Function div_255

Source
pub(crate) const fn div_255(val: u16) -> u16
Expand description

Perform an approximate division by 255.

There are three reasons for having this method.

  1. Divisions are slower than shifting + adding, and the compiler does not seem to replace divisions by 255 with an equivalent (this was verified by benchmarking; doing / 255 was significantly slower).
  2. Integer divisions are usually not available in SIMD, so this provides a good baseline implementation.
  3. There are two options for performing the division: One is to perform the division in a way that completely preserves the rounding semantics of a integer division by 255. This could be achieved using the implementation (val + 1 + (val >> 8)) >> 8. The second approach (used here) has slightly different rounding behavior to a normal division by 255, but is much faster (see https://github.com/linebender/vello/issues/904) and therefore preferable for the high-performance pipeline.
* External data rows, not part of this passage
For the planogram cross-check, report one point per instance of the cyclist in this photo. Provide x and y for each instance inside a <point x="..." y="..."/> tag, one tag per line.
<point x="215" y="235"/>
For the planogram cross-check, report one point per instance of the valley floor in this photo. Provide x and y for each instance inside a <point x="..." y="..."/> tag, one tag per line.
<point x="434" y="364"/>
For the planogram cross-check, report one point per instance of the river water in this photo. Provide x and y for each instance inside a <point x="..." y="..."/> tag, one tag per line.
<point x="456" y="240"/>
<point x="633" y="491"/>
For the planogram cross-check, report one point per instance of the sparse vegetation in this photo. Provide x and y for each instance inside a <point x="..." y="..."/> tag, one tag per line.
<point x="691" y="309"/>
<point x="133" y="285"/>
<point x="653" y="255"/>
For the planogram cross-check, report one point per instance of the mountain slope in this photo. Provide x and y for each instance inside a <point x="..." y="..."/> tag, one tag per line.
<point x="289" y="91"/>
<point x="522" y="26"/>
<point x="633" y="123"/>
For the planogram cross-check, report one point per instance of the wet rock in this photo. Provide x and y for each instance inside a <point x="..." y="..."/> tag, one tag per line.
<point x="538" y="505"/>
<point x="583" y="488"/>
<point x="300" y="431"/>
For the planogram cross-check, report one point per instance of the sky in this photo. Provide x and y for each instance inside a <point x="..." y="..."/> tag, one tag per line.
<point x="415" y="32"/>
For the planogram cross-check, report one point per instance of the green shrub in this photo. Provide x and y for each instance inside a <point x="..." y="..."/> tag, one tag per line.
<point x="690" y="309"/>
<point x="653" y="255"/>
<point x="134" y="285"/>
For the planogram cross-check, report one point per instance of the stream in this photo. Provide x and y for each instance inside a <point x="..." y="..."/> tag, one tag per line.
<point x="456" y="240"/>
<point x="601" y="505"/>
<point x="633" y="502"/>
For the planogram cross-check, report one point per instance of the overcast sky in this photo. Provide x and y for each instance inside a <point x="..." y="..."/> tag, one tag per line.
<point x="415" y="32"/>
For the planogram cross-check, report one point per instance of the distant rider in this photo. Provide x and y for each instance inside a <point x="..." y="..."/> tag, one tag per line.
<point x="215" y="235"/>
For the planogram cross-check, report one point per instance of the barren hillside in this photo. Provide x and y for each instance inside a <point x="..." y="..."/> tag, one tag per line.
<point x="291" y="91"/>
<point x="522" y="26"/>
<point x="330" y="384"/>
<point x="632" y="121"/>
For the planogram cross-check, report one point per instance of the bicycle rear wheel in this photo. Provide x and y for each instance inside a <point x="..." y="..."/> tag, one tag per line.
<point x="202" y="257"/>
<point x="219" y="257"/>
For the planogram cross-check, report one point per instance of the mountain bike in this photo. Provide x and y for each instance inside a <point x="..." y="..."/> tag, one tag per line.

Four properties worth mentioning:

  • This actually calculates the ceiling of val / 256.
  • Within the allowed range for val, rounding errors do not appear for values divisible by 255, i.e. any call div_255(val * 255) will always yield val.
  • If there is a discrepancy, this division will always yield a value 1 higher than the original.
  • This holds for values of val up to and including 65279. You should not call this function with higher values.